If the size of your additional data chunks exceeds the range of a few kilobytes and you do not need to execute real-time processing on the data, you can store data using binary attachments. Binary attachments are supported for managed objects and events (if the data has a time-series aspect to it, or you want it to be cleaned up automatically after a while). They can be several megabytes in size (depending on your service provider) and are only loaded explicitly on demand. This means that they will not slow down applications or microservices that do not require the data. Examples of such data are configuration dumps or images.

Large, non-IoT data sets

Finally, if you have large sets of data that are unrelated to IoT or devices, you may want to not store them in Cumulocity at all. For example, assume that you have (or want to create) a CRM system or SIM management system. To show data from such systems in Cumulocity, you have two options:

Synchronization approach.
- Implement a microservice to map the external data to Cumulocity concepts and synchronize the data between Cumulocity and the other system regularly or on change.
- Show the data using Cumulocity widgets.
On demand approach.
- Implement a microservice to query the data from the external system using the external system's REST or Web Services API.
- Show the data using a custom widget or tab.

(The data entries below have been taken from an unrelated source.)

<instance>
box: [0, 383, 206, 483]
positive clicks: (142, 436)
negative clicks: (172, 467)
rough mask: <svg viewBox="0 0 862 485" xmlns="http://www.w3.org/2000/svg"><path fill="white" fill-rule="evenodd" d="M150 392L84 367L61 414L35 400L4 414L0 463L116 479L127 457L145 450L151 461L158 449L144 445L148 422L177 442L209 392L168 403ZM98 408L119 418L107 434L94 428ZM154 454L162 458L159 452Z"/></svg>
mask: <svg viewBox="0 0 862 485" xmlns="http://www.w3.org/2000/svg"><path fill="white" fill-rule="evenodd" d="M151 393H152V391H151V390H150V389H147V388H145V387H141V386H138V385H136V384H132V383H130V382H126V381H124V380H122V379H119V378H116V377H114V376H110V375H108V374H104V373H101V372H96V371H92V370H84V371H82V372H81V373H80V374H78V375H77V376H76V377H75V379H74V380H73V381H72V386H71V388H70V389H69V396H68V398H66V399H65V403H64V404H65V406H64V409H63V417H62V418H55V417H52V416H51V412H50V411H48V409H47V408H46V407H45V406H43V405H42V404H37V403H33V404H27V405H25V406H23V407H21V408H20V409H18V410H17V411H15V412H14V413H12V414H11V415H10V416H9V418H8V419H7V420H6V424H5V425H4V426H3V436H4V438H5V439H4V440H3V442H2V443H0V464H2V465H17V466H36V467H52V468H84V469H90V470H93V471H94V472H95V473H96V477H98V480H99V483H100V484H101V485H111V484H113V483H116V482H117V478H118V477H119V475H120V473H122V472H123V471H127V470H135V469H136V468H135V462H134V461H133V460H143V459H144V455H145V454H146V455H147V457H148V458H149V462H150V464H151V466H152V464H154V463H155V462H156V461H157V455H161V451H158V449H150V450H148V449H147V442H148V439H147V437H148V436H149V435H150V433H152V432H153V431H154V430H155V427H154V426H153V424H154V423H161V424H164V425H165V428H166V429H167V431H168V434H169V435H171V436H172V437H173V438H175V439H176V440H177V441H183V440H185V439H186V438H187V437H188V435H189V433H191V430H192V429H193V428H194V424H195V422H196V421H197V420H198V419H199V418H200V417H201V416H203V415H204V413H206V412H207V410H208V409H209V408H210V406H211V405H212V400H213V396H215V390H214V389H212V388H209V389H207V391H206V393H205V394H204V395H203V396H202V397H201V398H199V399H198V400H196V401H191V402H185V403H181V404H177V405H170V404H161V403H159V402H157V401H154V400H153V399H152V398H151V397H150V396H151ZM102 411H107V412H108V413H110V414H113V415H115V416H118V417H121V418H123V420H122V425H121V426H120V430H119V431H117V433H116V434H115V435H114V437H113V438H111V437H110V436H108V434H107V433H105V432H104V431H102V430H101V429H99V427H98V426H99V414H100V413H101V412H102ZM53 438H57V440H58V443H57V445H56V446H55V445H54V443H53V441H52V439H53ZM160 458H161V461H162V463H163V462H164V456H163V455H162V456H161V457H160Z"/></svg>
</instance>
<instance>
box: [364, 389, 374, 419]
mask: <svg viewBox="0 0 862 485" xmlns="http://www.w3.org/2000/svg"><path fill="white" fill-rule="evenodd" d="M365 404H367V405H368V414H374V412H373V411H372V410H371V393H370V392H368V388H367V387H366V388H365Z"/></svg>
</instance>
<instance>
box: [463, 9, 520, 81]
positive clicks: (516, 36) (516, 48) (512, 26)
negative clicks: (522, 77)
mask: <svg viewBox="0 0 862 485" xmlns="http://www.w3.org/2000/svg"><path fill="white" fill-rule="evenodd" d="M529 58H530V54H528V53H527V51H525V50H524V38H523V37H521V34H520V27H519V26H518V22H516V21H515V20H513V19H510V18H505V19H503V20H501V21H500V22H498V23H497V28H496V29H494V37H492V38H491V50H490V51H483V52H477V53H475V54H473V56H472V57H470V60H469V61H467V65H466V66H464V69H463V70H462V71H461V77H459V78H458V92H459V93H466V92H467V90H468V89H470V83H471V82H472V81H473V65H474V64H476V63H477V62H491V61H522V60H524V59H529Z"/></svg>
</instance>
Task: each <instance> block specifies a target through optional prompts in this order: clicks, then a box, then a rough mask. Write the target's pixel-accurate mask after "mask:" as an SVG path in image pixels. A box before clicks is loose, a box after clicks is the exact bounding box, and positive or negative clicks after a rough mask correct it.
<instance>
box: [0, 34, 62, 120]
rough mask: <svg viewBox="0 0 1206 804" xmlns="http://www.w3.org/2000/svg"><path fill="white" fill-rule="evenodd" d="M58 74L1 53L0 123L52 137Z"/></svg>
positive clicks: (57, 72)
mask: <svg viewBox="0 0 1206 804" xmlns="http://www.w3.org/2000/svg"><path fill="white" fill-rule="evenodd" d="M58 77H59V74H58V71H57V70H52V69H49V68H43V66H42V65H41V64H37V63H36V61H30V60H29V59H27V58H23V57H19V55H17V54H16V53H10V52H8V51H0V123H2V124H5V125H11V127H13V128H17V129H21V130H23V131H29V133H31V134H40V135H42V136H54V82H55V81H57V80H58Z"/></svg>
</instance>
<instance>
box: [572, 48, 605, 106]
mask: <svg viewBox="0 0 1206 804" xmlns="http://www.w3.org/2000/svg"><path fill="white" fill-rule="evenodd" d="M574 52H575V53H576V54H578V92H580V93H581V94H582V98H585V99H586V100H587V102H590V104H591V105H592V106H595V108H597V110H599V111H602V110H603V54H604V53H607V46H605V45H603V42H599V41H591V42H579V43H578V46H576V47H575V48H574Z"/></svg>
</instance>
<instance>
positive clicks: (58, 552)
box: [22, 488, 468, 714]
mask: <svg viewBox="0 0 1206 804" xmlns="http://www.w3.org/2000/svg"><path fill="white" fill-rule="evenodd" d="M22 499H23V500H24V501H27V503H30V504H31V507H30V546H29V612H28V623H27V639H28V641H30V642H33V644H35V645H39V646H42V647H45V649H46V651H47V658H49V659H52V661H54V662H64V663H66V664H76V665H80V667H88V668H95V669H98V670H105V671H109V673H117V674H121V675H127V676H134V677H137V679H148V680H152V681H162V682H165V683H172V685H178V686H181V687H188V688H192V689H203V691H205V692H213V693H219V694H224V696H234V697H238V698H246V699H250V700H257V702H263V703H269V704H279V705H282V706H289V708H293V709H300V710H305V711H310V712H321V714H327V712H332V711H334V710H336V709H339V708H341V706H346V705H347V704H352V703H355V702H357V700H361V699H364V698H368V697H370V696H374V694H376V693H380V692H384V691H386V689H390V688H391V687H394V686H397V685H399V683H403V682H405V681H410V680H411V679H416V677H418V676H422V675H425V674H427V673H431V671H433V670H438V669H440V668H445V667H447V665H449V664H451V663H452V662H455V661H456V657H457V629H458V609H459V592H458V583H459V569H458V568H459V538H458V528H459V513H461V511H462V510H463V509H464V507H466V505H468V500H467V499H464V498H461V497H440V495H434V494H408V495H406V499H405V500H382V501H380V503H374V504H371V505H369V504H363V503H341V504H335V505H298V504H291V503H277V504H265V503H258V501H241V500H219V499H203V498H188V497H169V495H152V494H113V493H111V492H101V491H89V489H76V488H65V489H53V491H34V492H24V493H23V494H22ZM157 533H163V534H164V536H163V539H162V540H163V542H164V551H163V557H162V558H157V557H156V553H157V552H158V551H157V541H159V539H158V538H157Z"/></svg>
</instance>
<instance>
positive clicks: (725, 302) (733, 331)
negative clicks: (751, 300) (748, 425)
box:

The benefit of the second approach is that the data shown in Cumulocity will be always up to date. You will have no additional storage cost from replicated storage. As a trade-off, some features in Cumulocity on such data will not be available (such as real-time processing with Apama). For example, Cumulocity uses the second approach for showing data from SIM management systems such as Cisco Jasper.

Summary

We have explored the diverse options for storing additional data in Cumulocity while building IoT solutions. These options range from very simple static storage to complex and large data models. We hope that you will find the best level of performance and functionality using the guidelines outlined above to pick your data model.